Utilities: Rethinking operations in financial services

The pressures on ROE – combined with tighter and costly regulations, increased capital requirements, higher operating costs and reducing returns – are the major challenges facing European financial services organisations.

In order to manage these challenges and remain competitive, financial services companies need new operating options. As part of their journey towards a leaner, more agile future, we are seeing the sector undergo widespread business restructuring. This includes the selling or buying of assets, as well as forming partnerships or joint ventures with like-minded groups or even competitors. The idea is to reduce operating costs and improve efficiency.

Financial services operators must reduce costs and improve efficiency to improve ROE and bolster balance sheets. The ‘low-hanging fruit’ of internally-driven outsourcing and personnel costs has already been leveraged by these organisations. The next step towards improving efficiency, rationalising processes and technologies will come from mutualising back office functions.

We are seeing significant interest from banks seeking to create utilities in order to service costly and administration-heavy tasks, including servicing post-trade processes, know your customer (KYC), reference data and reconciliations. Size adds complexity to existing technology, operations and infrastructure environments, so unbundling from legacy systems to use an external utility model is not without its challenges.

Nonetheless, established financial services providers are essential candidates for adopting utility models. However, the candidates for whom utilities are best-suited are the new challenger banks and financial services providers launching digital-only services. These challenger entrants do not carry the baggage that legacy apps and infrastructure bring, making the move to a utility model financially easier as well as physically easier.

Back to basics

Banking utilities come in many different shapes, ranging from pseudo utilities that comprise a single platform to support a single customer bank to full-blown industry-wide utilities such as secure financial messaging provider SWIFT. Most recently, three banks – Goldman Sachs, JP Morgan and Morgan Stanley – created a company that will clean reams of reference data at a lower cost than they would otherwise spend individually.

With any utility in financial services, there are significant considerations and obstacles that need to be overcome:

  • Regulation: Financial services utilities need to be regulated in some shape or form.
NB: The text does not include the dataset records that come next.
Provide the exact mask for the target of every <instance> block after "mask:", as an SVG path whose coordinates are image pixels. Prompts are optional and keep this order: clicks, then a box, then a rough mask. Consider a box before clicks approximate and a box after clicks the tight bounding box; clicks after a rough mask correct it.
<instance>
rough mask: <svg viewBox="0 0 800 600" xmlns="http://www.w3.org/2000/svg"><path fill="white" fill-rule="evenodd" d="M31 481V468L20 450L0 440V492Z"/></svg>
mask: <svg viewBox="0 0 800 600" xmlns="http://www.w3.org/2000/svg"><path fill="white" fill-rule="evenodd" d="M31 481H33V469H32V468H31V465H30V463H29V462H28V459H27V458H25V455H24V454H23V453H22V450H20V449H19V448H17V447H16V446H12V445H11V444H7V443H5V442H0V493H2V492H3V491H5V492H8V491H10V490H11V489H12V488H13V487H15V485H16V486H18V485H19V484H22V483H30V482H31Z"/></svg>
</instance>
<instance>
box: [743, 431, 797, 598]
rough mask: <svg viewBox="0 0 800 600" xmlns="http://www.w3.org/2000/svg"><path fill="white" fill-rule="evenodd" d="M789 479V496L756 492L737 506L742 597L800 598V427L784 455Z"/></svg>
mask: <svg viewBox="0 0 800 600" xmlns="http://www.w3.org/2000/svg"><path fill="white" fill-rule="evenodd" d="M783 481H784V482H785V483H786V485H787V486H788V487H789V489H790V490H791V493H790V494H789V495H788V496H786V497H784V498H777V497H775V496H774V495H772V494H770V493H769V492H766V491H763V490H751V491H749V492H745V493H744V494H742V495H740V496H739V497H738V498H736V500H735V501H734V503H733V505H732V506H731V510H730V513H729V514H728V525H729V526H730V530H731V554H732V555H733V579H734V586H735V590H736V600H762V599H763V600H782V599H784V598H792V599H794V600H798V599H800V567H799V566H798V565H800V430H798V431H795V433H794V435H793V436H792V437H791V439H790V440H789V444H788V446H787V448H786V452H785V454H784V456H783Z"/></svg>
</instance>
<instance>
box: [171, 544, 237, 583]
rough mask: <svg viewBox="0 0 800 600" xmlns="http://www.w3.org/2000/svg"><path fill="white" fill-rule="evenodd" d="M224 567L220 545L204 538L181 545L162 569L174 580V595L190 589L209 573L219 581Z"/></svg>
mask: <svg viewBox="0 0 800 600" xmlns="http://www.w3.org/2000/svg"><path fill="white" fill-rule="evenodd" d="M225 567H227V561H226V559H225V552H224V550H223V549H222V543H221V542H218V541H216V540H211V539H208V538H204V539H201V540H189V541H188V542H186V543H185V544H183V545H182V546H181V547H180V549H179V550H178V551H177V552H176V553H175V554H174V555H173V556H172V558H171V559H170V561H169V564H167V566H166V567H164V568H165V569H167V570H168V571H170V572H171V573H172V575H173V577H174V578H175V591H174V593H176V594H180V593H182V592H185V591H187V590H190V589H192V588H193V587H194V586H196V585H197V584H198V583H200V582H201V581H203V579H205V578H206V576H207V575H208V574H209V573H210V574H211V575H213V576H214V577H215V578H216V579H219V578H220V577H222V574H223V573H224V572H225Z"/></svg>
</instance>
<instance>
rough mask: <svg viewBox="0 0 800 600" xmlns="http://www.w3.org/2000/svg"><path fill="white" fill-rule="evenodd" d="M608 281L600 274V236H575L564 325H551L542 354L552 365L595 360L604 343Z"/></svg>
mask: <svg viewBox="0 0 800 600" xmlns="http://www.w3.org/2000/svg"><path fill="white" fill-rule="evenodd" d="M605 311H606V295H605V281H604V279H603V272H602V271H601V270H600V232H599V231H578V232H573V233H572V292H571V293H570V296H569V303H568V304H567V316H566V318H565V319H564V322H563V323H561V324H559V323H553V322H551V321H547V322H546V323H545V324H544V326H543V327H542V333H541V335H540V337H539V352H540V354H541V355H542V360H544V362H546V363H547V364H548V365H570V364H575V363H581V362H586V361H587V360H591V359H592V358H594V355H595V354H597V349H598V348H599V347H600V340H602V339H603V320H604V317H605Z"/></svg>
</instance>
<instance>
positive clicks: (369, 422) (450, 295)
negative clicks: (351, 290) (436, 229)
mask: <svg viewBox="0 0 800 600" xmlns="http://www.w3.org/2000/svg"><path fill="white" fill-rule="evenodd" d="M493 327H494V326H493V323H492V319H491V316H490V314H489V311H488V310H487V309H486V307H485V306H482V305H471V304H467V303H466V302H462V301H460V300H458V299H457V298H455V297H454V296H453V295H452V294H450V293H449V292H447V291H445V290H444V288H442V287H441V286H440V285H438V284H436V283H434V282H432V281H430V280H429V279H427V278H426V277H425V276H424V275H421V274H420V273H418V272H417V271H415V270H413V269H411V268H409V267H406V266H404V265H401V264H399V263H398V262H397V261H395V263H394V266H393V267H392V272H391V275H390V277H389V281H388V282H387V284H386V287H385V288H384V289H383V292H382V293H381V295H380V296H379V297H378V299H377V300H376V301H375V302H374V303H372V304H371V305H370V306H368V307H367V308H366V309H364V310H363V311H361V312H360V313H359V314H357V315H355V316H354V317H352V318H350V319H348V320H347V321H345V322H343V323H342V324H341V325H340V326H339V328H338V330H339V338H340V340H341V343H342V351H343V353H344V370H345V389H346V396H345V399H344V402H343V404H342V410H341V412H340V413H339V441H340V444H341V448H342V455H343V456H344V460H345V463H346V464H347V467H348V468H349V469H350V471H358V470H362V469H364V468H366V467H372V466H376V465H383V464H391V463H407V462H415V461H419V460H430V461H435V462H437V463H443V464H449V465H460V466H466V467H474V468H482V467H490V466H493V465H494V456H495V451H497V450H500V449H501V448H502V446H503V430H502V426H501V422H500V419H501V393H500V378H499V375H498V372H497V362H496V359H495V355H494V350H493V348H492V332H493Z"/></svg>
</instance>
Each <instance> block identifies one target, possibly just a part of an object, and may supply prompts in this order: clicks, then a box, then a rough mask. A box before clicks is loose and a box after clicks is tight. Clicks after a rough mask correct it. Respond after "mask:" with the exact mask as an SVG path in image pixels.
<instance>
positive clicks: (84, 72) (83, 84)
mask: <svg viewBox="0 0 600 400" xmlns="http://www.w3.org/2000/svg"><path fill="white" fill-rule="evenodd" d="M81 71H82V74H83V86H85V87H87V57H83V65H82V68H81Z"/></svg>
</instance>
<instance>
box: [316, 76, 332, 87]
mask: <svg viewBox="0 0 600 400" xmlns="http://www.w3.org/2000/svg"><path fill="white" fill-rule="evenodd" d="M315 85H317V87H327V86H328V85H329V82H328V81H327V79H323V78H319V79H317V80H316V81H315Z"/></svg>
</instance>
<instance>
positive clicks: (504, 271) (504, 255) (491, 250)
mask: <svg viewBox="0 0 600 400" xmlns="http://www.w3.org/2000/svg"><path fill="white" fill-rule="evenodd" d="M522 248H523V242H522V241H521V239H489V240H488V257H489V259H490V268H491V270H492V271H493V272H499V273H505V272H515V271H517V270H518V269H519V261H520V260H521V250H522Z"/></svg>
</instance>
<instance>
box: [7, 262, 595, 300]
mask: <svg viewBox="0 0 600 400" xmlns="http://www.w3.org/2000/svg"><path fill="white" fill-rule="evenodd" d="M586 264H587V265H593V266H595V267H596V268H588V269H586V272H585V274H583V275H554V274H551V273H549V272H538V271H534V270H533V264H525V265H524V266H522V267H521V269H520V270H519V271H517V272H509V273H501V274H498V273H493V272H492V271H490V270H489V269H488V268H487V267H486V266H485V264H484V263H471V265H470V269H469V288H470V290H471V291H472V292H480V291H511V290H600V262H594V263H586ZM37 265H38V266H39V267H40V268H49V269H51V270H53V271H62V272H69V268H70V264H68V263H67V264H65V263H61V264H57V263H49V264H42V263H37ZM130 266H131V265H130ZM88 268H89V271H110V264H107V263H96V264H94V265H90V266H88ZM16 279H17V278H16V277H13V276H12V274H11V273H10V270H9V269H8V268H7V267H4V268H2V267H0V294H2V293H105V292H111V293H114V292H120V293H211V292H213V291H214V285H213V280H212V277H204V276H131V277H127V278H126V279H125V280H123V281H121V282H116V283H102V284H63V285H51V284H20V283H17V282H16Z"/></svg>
There is a fundamental question about who will handle overall liability when things go wrong? A strong, collaborative working relationship with regulators is essential.
  • Utility Structuring and Commercial Models: The type of commercial structure that the utility will adopt is very important. Does the partnership wish to restrict the utility to only a few clients, or make it an industry-wide operation? What shape or form will the partnership take: joint venture, synthetic joint venture or a purely royalty-based arrangement? What roles and responsibilities will each participant in the utility take?
  • Business Case: Organisations need to know the true cost of ownership of their existing estate, so they can compare accurately to the cost reduction the utility can deliver. Those that have highly documented infrastructure assets and processes have potentially achieved significant savings already from offshoring IT and operations. For them, the business case needs to stack up over a much longer term and take into consideration the factors that can accelerate cost savings, such as financial engineering.
  • Utility Roadmap: The roadmap is a long and complex one and involves several phases and considerations, including forming an enterprise platform, driving towards software-as-a-service (SaaS), creating a solution on a private cloud and then finally migrating to a full-fledged utility.

Additionally, there are several technical and functional challenges to consider:

  • Understanding the data privacy and security requirements.
  • Agreeing whether to buy versus build for the core of the utility.
  • Architectural complexities in banks’ interconnected legacy environments.
  • What partner ecosystem to choose.
  • Determining the non-functional requirements that the utility should meet, such as performance and scalability.
  • How to deliver and run the utility for multiple tenants.

Financial services organisations need to think about the segmentation, targeting and positioning of the utility. Each should allow the participants to have an equal voice in the roadmap, while retaining the core functionalities that will support the majority of the industry’s requirements.

With operators such as banks demanding over 50% savings on existing process spending, it is critical to focus on the innovations impacting
all the elements of the utility such as process automation, self-service portals, creation of thin-trades, open technology platforms for regulatory reporting, and several others.

Looking ahead, the growth of industry utilities will unshackle financial services companies from the burden of performing several non-core activities. Instead, they can focus more on higher-value core differentiators. Doing so will allow them to possibly operate more like hedge funds. Their focus would then be on pure business-generating activities such as sales, marketing and relationship management. This means a focus on bank-specific pricing, risk management and value-add services.